Ils ont dit
"Ce qui restera entre deux ratures, tu le nommeras poème. Un peu de terre remuée, un infime terrier de mots ou bien toute la terre s’arrondissant sous la main comme une pomme."
Le poète n'est pas un être d'exception. Il raconte et se raconte à travers une grille à peine secrète. Son message, qu'il voudrait simplement chiffré par l'affectivité, remue des mots comme des grelots.
Il arrive que ses sonnailles soient entendues. Pourquoi et comment lui est venue sa manie ? Il ne saurait le dire. Il a entendu d'autres appels ; il a été troublé par la chute d'une pomme mûre ; il a senti le vent de quelques mots frôler ses jeunes tempes.
D'une encre raide il a formé, lui aussi, un appel. il a délié, rempli, raturé son écriture et surtout rudoyé la fourmilière qui agaçait sa nuque. Il cherchait à traquer l'émotion - ce souffle court - il voulait la traduire dans sa respiration la plus ordinaire...

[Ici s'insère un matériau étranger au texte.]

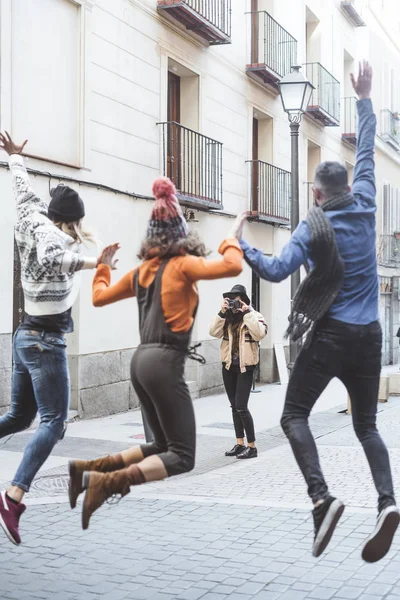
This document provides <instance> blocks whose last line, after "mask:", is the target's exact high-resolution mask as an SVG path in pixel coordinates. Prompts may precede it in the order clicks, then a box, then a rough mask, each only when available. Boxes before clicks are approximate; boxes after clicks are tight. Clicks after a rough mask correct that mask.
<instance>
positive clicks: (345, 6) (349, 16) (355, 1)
mask: <svg viewBox="0 0 400 600" xmlns="http://www.w3.org/2000/svg"><path fill="white" fill-rule="evenodd" d="M341 7H342V10H343V11H344V12H345V13H346V14H347V16H348V17H349V19H350V20H351V21H352V23H353V24H354V25H355V26H356V27H364V26H365V23H364V20H363V18H362V13H363V11H362V6H361V3H360V2H358V1H355V0H341Z"/></svg>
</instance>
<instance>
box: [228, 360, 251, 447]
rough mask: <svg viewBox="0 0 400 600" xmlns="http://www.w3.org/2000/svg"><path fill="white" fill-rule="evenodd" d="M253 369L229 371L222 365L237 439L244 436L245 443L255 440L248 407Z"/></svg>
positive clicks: (250, 388)
mask: <svg viewBox="0 0 400 600" xmlns="http://www.w3.org/2000/svg"><path fill="white" fill-rule="evenodd" d="M253 373H254V369H248V370H247V371H245V372H244V373H241V372H240V371H239V370H238V369H236V370H235V369H232V368H231V369H230V370H229V371H228V370H227V369H226V368H225V366H224V365H222V378H223V380H224V386H225V390H226V393H227V396H228V398H229V402H230V405H231V408H232V417H233V425H234V427H235V435H236V437H237V438H238V439H241V438H244V434H245V432H246V437H247V443H250V444H251V443H253V442H255V439H256V437H255V433H254V422H253V417H252V416H251V414H250V411H249V409H248V404H249V398H250V391H251V386H252V384H253Z"/></svg>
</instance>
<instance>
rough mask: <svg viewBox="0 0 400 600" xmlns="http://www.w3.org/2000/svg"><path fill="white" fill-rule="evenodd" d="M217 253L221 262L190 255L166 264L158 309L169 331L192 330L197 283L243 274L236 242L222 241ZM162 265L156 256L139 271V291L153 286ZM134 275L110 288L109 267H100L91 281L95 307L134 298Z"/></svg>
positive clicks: (142, 264)
mask: <svg viewBox="0 0 400 600" xmlns="http://www.w3.org/2000/svg"><path fill="white" fill-rule="evenodd" d="M218 251H219V253H220V254H222V256H223V258H222V260H206V259H204V258H200V257H198V256H192V255H189V254H187V255H184V256H175V257H174V258H171V259H170V260H169V262H168V264H167V266H166V268H165V271H164V274H163V278H162V282H161V306H162V309H163V313H164V317H165V321H166V323H167V324H168V326H169V327H170V329H171V331H175V332H183V331H189V329H190V328H191V326H192V324H193V315H194V311H195V308H196V306H197V302H198V292H197V286H196V281H199V280H201V279H221V278H223V277H235V276H237V275H239V274H240V273H241V272H242V258H243V252H242V250H241V248H240V245H239V242H238V241H237V240H236V239H226V240H224V241H223V242H222V244H221V246H220V247H219V250H218ZM161 262H162V259H161V258H160V257H157V256H156V257H154V258H152V259H150V260H145V261H144V262H143V263H142V264H141V265H140V266H139V267H138V271H139V283H140V285H141V286H142V287H145V288H147V287H149V286H150V285H151V284H152V283H153V281H154V278H155V276H156V273H157V271H158V269H159V267H160V264H161ZM135 271H136V269H133V270H132V271H129V273H127V274H126V275H125V276H124V277H122V279H120V281H118V283H116V284H115V285H112V286H110V282H111V269H110V267H108V266H107V265H99V267H98V268H97V272H96V275H95V277H94V280H93V304H94V306H106V305H107V304H112V303H113V302H118V301H119V300H124V299H126V298H132V297H134V296H135V290H134V286H133V276H134V274H135Z"/></svg>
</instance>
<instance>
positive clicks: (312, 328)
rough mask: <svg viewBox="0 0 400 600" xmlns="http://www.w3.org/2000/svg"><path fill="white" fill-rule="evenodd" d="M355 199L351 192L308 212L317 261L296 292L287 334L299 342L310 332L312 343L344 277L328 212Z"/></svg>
mask: <svg viewBox="0 0 400 600" xmlns="http://www.w3.org/2000/svg"><path fill="white" fill-rule="evenodd" d="M353 202H354V197H353V194H352V193H350V192H348V193H346V194H342V195H340V196H334V197H332V198H330V199H329V200H327V201H326V202H324V204H323V205H322V206H319V207H313V208H312V209H311V210H310V211H309V213H308V216H307V224H308V226H309V228H310V232H311V244H312V250H311V255H312V257H313V260H314V261H315V265H314V268H313V270H312V271H310V272H309V273H308V275H307V277H306V278H305V279H304V280H303V281H302V283H301V284H300V286H299V288H298V290H297V292H296V294H295V297H294V299H293V304H292V312H291V314H290V316H289V327H288V328H287V331H286V335H285V337H289V338H290V339H291V340H292V341H293V342H296V341H297V340H299V339H300V338H301V337H302V336H303V335H305V334H306V333H307V334H308V335H307V338H306V340H305V343H304V347H307V346H308V345H309V343H310V341H311V338H312V334H313V332H314V329H315V326H316V324H317V322H318V321H319V320H320V319H322V317H323V316H324V315H325V314H326V313H327V311H328V310H329V308H330V307H331V306H332V304H333V302H334V300H335V298H336V296H337V295H338V293H339V291H340V289H341V287H342V284H343V278H344V265H343V261H342V259H341V257H340V255H339V252H338V249H337V246H336V238H335V232H334V231H333V228H332V225H331V223H330V221H329V219H328V217H327V216H326V215H325V212H326V211H327V210H340V209H342V208H345V207H346V206H350V204H352V203H353Z"/></svg>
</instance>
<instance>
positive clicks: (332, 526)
mask: <svg viewBox="0 0 400 600" xmlns="http://www.w3.org/2000/svg"><path fill="white" fill-rule="evenodd" d="M343 511H344V504H343V502H341V501H340V500H337V498H334V497H333V496H329V497H328V498H327V499H326V500H325V501H324V502H323V503H322V504H320V505H319V506H317V507H316V508H314V510H313V511H312V515H313V519H314V545H313V550H312V553H313V556H316V557H317V556H321V554H322V553H323V551H324V550H325V548H326V547H327V545H328V544H329V542H330V541H331V537H332V535H333V532H334V531H335V527H336V525H337V524H338V521H339V519H340V517H341V516H342V514H343Z"/></svg>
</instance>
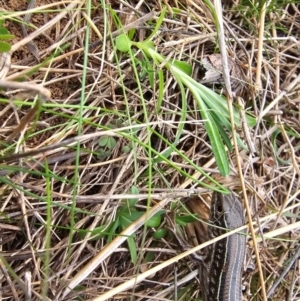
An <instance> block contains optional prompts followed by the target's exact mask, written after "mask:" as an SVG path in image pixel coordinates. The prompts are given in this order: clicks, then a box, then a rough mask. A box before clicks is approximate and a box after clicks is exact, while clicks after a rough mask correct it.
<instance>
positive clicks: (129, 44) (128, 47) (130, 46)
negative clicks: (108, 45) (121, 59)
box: [116, 33, 132, 52]
mask: <svg viewBox="0 0 300 301" xmlns="http://www.w3.org/2000/svg"><path fill="white" fill-rule="evenodd" d="M131 45H132V42H131V41H130V39H129V38H128V36H127V35H126V34H125V33H123V34H121V35H119V36H117V37H116V46H117V49H118V50H119V51H121V52H128V51H129V50H130V48H131Z"/></svg>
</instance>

D'un soleil moins lointain, il mesura ses chances et ses risques. Des bacilles devinrent montagnes, un verre de vin prit un essor lumineux. Le concret se révélait.
De là lui vint le désir de ne point trahir les choses... Il doit avec de la fumée redonner le goût du pain. (Avoir été totalement pain ou totalement fumée semble la condition du poète. D'autres parlent d'ascèse.)